Walton’s use of a fourth film, Robert Altman’s “anti-Western” McCabe and Mrs. Miller, which was filmed nearby in the North Shore Mountains, is where the author most vividly traces the contours of a particular Vancouver and its connections to the broader world. The mudflat dwellings were recreated in the mountains for the film, as a hastily cobbled-together mining community in the late-nineteenth-century Pacific Northwest, the drama orbiting around a brothel. Here Walton draws connections between sex work and extractive capitalism—bodies and landscapes forged through global circuits. As she does throughout the book, Walton lets her filmic archive lead her outward, engaging with those who had appeared on screen, each joining a chorus that sings a particular Vancouver into existence. One of these contemporary informants, Jackie Crossland, who played a sex worker-turned-cook in McCabe, describes the making of the film, but also the vectors of her life that extended outward from it: her central role in the local theatre community, her advocacy for youth sex workers in the Downtown Eastside, and her place in counterculture and queer circles—a life that occasionally brushed up against mudflat dwellers.

Walton periodically reminds readers that the Squamish, Musqueam, and Tsleil-Waututh peoples have never disappeared from their unceded lands in the Vancouver area—and briefly draws attention to an intriguing alignment of interests between mudflat dwellers and Tsleil-Waututh Chief Dan George—but sidelines the intrinsic relationship between settler colonialism and squatting.

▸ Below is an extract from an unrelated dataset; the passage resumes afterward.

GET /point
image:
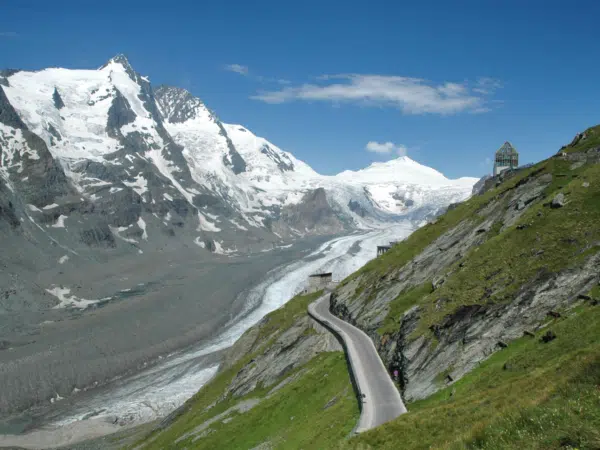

Historians have shown how the production of urban space for settler Vancouver depended on Indigenous dispossession and that the frequently perplexing issues of squatter and foreshore rights have always been entangled in the mechanisms of “municipal colonialism” in the city (Stanger-Ross 2008; Barman 2007). When one mudflat dwellers maintains that “…part of what’s so wonderful there is that it isn’t properly speaking anywhere at all, it’s like living right out of the world together” (29), he conjures the purity of living outside the imposition of authority over him or the land, vanishing Indigenous sovereignty and territorial authority—the constitutive subtext of dispossession that made the act of resistance by squatters possible in the first place.

Despite this missed opportunity, Mudflat Dreaming has much to offer historians working in a variety of fields. For scholars working on questions of place and memory, this book should provoke thinking on how to recover and contextualize a past often “hidden in plain sight.” For environmental historians, this book moves beyond urban/rural, metropole/periphery binaries and into the littoral space where water and earth, concrete and mud meet. In a contemporary context of housing crisis and gentrification, this book is a timely reminder that other Vancouvers have been and will always be possible.

 References

Barman, Jean. 2007. “Erasing Indigenous Indigeneity in Vancouver.” BC Studies155: 3-30.

Stanger-Ross, Jordan. 2008. “Municipal Colonialism in Vancouver: City Planning and Conflict over Indian Reserves, 1928-1950s.” The Canadian Historical Review89 (4): 541-580.

Publication Information

Mudflat Dreaming: Waterfront Battles and the Squatters Who Fought them in 1970s Vancouver
Jean Walton
Vancouver: New Star Books, 2018. 204 pp. $24.00 paper.